What Could the Impacts of Tesco’s Takeover of Booker Be?

Tesco’s recent takeover of Booker, Britain’s largest wholesaler, has certainly ruffled some feather amongst certain groups, and the controversy is likely to continue for the foreseeable future.

As the effects of this significant move become clearer, it is likely that all eyes will be on Britain’s largest grocer.

Here are some of the possible effects the move could have.

Tesco Booker


This move will see Tesco gain an even larger share of the market, and thus extend its influence on numerous different stores across the country. There are fears that this will severely harm competition in 350 areas, which has caused the Competition and Markets authority to launch an investigation into the deal.
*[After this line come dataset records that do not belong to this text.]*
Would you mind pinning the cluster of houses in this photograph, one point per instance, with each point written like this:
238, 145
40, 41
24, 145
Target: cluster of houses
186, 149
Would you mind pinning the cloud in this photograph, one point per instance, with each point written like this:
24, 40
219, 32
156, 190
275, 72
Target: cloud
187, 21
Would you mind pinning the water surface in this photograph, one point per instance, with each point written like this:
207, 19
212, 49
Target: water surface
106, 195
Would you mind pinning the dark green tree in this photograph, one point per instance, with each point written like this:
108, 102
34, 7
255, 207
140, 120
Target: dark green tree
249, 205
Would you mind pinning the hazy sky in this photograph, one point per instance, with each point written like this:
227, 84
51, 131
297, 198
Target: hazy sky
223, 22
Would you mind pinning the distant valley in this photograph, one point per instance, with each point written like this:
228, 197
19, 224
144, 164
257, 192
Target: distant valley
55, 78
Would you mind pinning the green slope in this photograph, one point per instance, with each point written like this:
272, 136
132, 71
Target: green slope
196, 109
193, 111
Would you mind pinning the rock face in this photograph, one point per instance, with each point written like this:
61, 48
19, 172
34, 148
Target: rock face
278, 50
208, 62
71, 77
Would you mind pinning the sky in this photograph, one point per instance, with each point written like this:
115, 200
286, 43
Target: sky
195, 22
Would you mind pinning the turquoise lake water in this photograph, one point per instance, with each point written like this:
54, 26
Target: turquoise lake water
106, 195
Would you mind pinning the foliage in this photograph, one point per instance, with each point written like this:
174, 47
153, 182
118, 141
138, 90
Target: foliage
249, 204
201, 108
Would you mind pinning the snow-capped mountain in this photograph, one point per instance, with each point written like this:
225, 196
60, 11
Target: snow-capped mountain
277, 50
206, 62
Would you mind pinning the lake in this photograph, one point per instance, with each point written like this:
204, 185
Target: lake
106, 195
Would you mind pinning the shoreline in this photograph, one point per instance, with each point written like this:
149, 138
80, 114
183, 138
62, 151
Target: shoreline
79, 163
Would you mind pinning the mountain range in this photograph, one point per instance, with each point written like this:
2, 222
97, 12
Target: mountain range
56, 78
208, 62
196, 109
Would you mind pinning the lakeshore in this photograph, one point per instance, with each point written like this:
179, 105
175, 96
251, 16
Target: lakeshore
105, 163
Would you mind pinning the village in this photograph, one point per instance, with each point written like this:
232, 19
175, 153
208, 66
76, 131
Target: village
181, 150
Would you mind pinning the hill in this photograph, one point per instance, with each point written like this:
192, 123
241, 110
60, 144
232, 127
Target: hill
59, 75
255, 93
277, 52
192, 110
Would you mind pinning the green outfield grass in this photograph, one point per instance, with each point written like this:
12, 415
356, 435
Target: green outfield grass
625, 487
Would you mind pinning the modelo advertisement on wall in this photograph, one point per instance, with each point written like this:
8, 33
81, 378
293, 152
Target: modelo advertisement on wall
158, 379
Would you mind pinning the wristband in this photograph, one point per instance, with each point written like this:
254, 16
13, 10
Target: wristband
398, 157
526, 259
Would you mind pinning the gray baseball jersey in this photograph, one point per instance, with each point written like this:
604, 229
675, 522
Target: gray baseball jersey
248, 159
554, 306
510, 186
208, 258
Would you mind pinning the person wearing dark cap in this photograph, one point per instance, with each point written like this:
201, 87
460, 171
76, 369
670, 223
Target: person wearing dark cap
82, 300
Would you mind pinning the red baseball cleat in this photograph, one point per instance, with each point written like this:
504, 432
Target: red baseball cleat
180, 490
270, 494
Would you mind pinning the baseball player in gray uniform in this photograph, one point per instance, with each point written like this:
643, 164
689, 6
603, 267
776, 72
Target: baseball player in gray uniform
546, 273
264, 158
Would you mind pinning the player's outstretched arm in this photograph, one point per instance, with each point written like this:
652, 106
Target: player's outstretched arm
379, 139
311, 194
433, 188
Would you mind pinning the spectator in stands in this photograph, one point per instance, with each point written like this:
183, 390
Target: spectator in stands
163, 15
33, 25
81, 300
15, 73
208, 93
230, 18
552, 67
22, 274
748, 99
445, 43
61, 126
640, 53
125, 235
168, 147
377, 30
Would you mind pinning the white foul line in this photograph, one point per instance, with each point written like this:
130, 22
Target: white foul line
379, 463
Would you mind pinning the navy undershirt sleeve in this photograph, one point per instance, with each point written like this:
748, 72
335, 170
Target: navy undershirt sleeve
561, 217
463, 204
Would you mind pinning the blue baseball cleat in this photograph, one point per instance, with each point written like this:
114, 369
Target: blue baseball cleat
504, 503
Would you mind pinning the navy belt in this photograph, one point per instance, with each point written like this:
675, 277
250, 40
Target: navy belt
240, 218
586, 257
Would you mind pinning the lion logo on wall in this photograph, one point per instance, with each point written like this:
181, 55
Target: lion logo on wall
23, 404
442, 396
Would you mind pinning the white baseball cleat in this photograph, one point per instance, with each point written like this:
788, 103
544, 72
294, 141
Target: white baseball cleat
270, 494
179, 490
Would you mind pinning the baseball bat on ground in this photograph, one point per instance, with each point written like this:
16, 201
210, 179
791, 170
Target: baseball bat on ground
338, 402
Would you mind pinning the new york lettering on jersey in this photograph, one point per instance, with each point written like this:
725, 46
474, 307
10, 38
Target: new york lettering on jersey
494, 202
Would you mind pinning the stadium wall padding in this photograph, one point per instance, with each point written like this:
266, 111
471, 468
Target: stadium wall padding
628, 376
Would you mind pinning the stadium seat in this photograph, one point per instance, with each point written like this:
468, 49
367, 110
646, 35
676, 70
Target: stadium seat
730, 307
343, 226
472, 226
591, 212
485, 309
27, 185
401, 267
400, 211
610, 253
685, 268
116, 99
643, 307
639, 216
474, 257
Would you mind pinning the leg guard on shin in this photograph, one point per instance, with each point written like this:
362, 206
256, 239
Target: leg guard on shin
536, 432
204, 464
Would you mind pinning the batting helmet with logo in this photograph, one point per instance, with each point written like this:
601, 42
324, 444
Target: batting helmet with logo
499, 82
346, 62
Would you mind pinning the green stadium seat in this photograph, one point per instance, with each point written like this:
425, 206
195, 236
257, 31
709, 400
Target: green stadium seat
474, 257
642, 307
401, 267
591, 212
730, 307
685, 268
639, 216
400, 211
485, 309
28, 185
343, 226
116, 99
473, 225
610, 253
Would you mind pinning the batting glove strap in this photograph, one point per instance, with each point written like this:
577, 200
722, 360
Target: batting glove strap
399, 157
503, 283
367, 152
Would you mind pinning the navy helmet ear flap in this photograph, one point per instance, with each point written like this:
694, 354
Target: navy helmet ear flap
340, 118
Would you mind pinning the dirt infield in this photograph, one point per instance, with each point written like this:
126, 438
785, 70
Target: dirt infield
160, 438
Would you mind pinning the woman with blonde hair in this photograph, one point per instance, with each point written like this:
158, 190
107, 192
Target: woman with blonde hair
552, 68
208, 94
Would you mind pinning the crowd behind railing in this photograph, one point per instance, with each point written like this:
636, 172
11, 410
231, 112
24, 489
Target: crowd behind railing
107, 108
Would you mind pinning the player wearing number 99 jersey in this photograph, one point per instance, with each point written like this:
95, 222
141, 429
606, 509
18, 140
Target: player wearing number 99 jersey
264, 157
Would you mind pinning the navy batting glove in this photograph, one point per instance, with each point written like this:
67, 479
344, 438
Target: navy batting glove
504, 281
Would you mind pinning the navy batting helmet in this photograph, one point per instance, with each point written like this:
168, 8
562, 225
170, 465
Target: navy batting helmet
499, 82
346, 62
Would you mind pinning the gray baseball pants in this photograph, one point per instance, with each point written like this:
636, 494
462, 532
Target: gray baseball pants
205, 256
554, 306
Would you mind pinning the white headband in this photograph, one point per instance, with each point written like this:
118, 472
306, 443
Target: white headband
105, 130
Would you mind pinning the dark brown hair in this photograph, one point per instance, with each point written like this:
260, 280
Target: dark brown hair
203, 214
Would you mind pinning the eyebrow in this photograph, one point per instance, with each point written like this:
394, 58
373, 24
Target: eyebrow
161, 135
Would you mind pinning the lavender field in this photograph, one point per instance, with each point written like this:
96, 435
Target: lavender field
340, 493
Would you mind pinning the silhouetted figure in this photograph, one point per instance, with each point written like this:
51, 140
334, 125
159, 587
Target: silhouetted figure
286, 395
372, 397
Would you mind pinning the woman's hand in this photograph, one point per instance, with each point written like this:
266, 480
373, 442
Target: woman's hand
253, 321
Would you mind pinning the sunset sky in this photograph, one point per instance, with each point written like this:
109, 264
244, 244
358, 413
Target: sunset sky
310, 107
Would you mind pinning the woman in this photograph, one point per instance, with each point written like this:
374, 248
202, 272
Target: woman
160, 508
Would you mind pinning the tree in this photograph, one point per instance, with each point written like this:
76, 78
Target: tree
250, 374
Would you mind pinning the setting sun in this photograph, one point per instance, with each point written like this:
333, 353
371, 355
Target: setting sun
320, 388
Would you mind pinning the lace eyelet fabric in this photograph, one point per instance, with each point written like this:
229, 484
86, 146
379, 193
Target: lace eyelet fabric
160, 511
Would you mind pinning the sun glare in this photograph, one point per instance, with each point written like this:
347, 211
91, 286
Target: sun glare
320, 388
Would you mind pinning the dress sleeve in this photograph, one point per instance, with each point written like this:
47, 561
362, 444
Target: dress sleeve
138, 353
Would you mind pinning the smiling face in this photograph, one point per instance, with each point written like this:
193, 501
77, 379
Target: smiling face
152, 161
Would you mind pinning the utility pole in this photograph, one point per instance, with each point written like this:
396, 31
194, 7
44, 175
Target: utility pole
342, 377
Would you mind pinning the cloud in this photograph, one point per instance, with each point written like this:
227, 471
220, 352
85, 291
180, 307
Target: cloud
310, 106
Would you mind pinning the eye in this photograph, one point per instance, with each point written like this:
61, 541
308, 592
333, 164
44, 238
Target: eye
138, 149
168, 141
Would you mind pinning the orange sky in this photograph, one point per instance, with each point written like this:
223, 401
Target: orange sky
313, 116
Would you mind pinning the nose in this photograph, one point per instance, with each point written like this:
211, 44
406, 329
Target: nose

Smaller independent businesses could see their influence curbed, and those which are owned by Booker could well see the services they offer reduced in a bid to persuade customers to go to Tesco stores instead. If this were to happen, there may be consequences for shoppers, who would have less of a say in where they get their groceries.

Less profits for Tesco

Some shareholders have been critical of the deal, claiming that Tesco are being too generous in their offer. There are also concerns that the growth which Booker has enjoyed (and which likely influenced the deal) is not a permanent fixture, and that value will not be created for Tesco’s shareholders.

Tesco already had to pay hefty fines in 2014 in order to avoid prosecution for profit overstatement, so its reputation is already suffering. Now that the deal has made headlines and private shareholders have voiced their concerns, the deal could well serve to damage the supermarket’s reputation further, especially if it turns out to be less successful than Tesco hopes.

Further Takeovers

It is worth noting, however, that Tesco is not alone in seeking to make deals to stimulate their own growth, with Sainsbury’s also looking to forge a deal with the corner shop chain Nisa. This shows a huge shift in supermarket behaviour, with aggressive takeovers seemingly becoming common.

If the Nisa deal goes through, it could well set a benchmark for other supermarkets to follow suit and seek to buy out even more smaller businesses. This would shrink the supply chain further and could result in supermarket dominance in the near future.

Greater Regulation

Should Tesco’s deal prove to be harmful to the consumer and shareholders, there will no doubt be a call for greater regulation and audits for large companies in the future. With supermarkets now playing an aggressive game, the backlash could be equally aggressive against them.

That being said, the future is still uncertain, and the deal could also work well for the supermarkets, stimulating growth and potentially instigating even more deals further down the line.

The impacts of the Tesco-Booker deal are yet to be fully felt, but there are certainly groups who are dissatisfied. As time goes on, more supermarket deals may well materialise, although this could prove damaging to them if they are seen to choke out smaller competition.